Jornal Estado de Minas

Ucrânia: separatistas pró-Rússia e Exército de Kiev trocam presos

AFP

O Exército ucraniano e os rebeldes pró-russos iniciaram neste sábado a troca bilateral de prisioneiros, como parte dos acordos de Minsk, informou um jornalista da AFP presente no local.

Os rebeldes entregaram 139 soldados ucranianos em troca de 52 combatentes separatistas, a maior feita desde dezembro passado.

A troca era realizada na cidade de Zholobok, situada na linha de frente, 40 km a noroeste do reduto rebelde de Lugansk, como parte de uma trégua apoiada pela ONU e muitas vezes violada desde sua entrada em vigor, há uma semana.

Alguns dos soldados mantidos prisioneiros pelos rebeldes estavam feridos, e uns poucos caminhavam com a ajuda de muletas.

Os insurgentes disseram que seus prisioneiros incluíam alguns que foram capturados na ofensiva rebelde na cidade-chave de Debaltseve, esta semana.

O presidente ucraniano, Petro Poroshenko, confirmou, em um post no Twitter, a troca de prisioneiros, escrevendo que "140 heróis ucranianos estarão a caminho de casa, saídos do cativeiro".

Inicialmente, os rebeldes haviam anunciado que apenas 40 prisioneiros seriam trocados por cada campo. Outros acabaram sendo adicionados mais tarde ao grupo que seria entregue ao "lado inimigo".

Os acordos "Minsk 2", acertados entre a Ucrânia e os rebeldes pró-russos com o apoio de Alemanha, França e Rússia, preveem a libertação de "todos os reféns e prisioneiros" retidos desde o início do conflito, em abril de 2014.

Segundo os separatistas, entre os presos, estão os combatentes capturados durante a ofensiva para tomar a estratégica localidade de Debaltseve esta semana.
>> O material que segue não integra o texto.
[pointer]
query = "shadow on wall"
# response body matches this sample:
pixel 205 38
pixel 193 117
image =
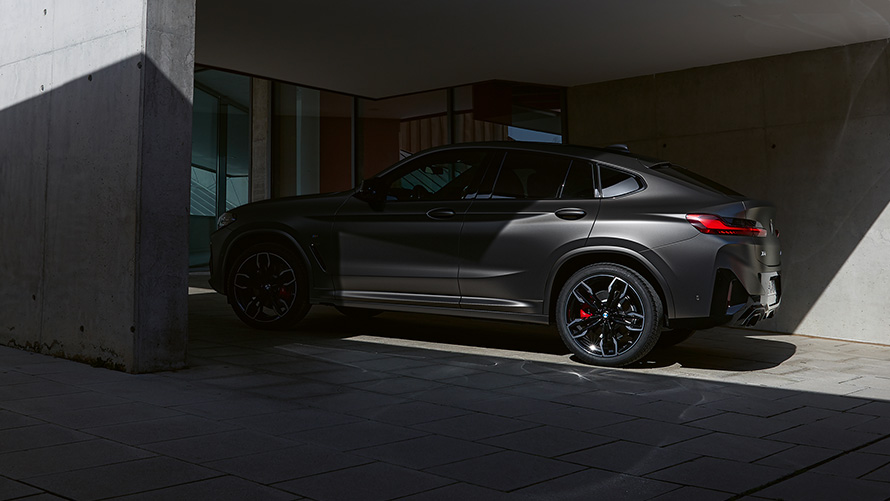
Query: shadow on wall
pixel 809 132
pixel 95 203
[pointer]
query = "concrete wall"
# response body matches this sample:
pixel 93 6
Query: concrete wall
pixel 809 132
pixel 95 141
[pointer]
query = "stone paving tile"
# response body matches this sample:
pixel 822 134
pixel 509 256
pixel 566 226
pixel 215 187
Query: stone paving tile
pixel 505 471
pixel 651 432
pixel 299 390
pixel 110 415
pixel 352 400
pixel 9 419
pixel 822 401
pixel 823 436
pixel 735 447
pixel 158 390
pixel 878 426
pixel 630 458
pixel 410 413
pixel 742 424
pixel 247 381
pixel 689 493
pixel 458 491
pixel 812 486
pixel 485 380
pixel 512 406
pixel 427 452
pixel 798 457
pixel 40 406
pixel 548 441
pixel 755 406
pixel 596 484
pixel 475 426
pixel 156 430
pixel 287 464
pixel 499 365
pixel 342 376
pixel 38 461
pixel 805 415
pixel 43 435
pixel 122 478
pixel 393 364
pixel 604 401
pixel 452 395
pixel 356 435
pixel 226 488
pixel 371 482
pixel 435 372
pixel 207 448
pixel 879 409
pixel 238 406
pixel 720 474
pixel 853 465
pixel 397 385
pixel 544 390
pixel 10 489
pixel 846 421
pixel 671 412
pixel 882 474
pixel 284 423
pixel 577 418
pixel 34 389
pixel 8 377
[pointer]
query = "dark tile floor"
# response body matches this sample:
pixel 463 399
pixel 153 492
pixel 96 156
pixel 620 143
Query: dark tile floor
pixel 411 407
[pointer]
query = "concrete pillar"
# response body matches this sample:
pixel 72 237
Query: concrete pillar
pixel 260 139
pixel 95 142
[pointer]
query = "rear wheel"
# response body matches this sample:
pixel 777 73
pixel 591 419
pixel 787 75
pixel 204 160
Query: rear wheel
pixel 608 315
pixel 268 287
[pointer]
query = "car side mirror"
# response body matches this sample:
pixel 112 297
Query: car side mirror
pixel 372 191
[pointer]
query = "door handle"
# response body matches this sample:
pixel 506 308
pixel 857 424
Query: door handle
pixel 440 213
pixel 570 214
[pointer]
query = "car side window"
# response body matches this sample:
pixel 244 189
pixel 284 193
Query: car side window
pixel 579 182
pixel 615 183
pixel 439 176
pixel 530 175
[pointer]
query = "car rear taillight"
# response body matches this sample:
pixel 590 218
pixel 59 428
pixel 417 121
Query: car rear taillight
pixel 709 223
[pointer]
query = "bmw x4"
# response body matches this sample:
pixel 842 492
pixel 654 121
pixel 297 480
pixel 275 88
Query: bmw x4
pixel 620 252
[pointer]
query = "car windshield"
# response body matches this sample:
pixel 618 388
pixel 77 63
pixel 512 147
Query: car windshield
pixel 684 174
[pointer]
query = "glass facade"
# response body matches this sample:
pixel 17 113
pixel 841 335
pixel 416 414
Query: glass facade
pixel 320 141
pixel 220 154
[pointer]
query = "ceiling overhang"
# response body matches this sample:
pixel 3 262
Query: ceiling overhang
pixel 384 48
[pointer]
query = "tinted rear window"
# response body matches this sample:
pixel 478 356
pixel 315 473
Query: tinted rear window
pixel 683 174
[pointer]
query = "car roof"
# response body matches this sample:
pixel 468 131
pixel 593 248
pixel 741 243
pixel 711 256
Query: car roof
pixel 613 155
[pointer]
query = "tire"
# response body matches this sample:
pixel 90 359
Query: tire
pixel 358 313
pixel 268 287
pixel 608 315
pixel 673 337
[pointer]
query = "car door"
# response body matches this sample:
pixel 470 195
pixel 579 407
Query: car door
pixel 398 237
pixel 540 207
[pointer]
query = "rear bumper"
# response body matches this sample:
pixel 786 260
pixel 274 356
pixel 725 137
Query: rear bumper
pixel 759 307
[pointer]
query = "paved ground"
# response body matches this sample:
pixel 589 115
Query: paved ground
pixel 418 408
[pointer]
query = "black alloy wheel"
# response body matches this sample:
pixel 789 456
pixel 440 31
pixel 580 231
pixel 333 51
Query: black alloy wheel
pixel 608 315
pixel 268 287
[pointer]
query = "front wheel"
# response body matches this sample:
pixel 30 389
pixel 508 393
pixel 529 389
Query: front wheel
pixel 267 287
pixel 608 315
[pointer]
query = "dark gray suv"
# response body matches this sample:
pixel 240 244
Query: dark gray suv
pixel 616 250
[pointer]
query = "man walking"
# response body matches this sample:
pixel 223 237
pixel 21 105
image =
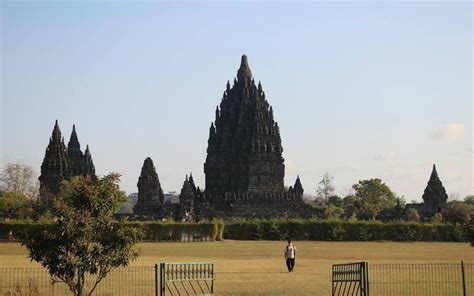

Em um mês, 179 soldados ucranianos morreram na batalha de Debaltseve, e 81 estão desaparecidos, anunciou neste sábado o conselheiro do presidente ucraniano, Yuri Biriukov.

Sem ilusões quanto a uma trégua

Alemanha e França continuam tentando apoiar a trégua - sem muita esperança, porém - para pôr fim a um conflito que deixou quase 5.700 mortos em dez meses, segundo o balanço mais atualizado da ONU.

"Não temos nenhuma ilusão", disse a chanceler alemã, Angela Merkel, na sexta-feira, depois de se reunir com o presidente francês, François Hollande, em Paris.

Os acordos firmados na capital bielo-russa, com a participação de Ucrânia, Rússia, Alemanha e França, previam um cessar-fogo total, a retirada das armas pesadas da frente de combate, a libertação dos prisioneiros e negociações para uma maior autonomia das regiões separatistas.

Neste sábado, em entrevista coletiva em Londres, o secretário de Estado americano, John Kerry, declarou que os EUA avaliam a imposição de "sanções graves" à Rússia por seu comportamento "extremamente covarde" na Ucrânia.

Kerry conversou com os jornalistas depois de uma reunião com o ministro britânico das Relações Exteriores, Philip Hammond, que o acompanhou na coletiva na embaixada americana em Londres.

"Podemos adotar sanções muito graves que podem ter um impacto muito negativo na economia russa", disse Kerry, acrescentando que, "nos próximos dias, o presidente (Barack) Obama vai analisar as alternativas disponíveis e tomar sua decisão".

Para o secretário americano, a ofensiva contra a cidade de Debaltseve é um dos exemplos "mais flagrantes" da ruptura do cessar-fogo por parte dos russos e dos separatistas ucranianos pró-Moscou.

"Sabemos, com segurança, o que a Rússia proporcionou, e nenhuma propaganda pode esconder suas ações", frisou.

Dúvidas sobre entrega de armas

Os separatistas garantiram ter retirado as armas pesadas de algumas áreas, mas os observadores da Organização para a Segurança e a Cooperação na Europa (OSCE) ainda não confirmaram essa informação.

"Sejamos claros. O acordo de Minsk não está aberto à interpretação. Não é impreciso, nem oferece opções", insistiu Kerry.

Ele destacou que, até o momento, "a Rússia e os separatistas cumpriram o acordo apenas em algumas áreas, mas não em Debaltseve, nem nos arredores de Mariupol, nem em alguns outros pontos estratégicos".

Ao ser questionado sobre a possibilidade de fornecer armas à Ucrânia, Kerry repetiu que a situação está sendo analisada em Washington, mas que "até agora o presidente não tomou qualquer decisão".

Embora Moscou continue negando sua intervenção na Ucrânia, UE e Estados Unidos já aplicaram uma série de sanções econômicas em represália por seu apoio aos separatistas.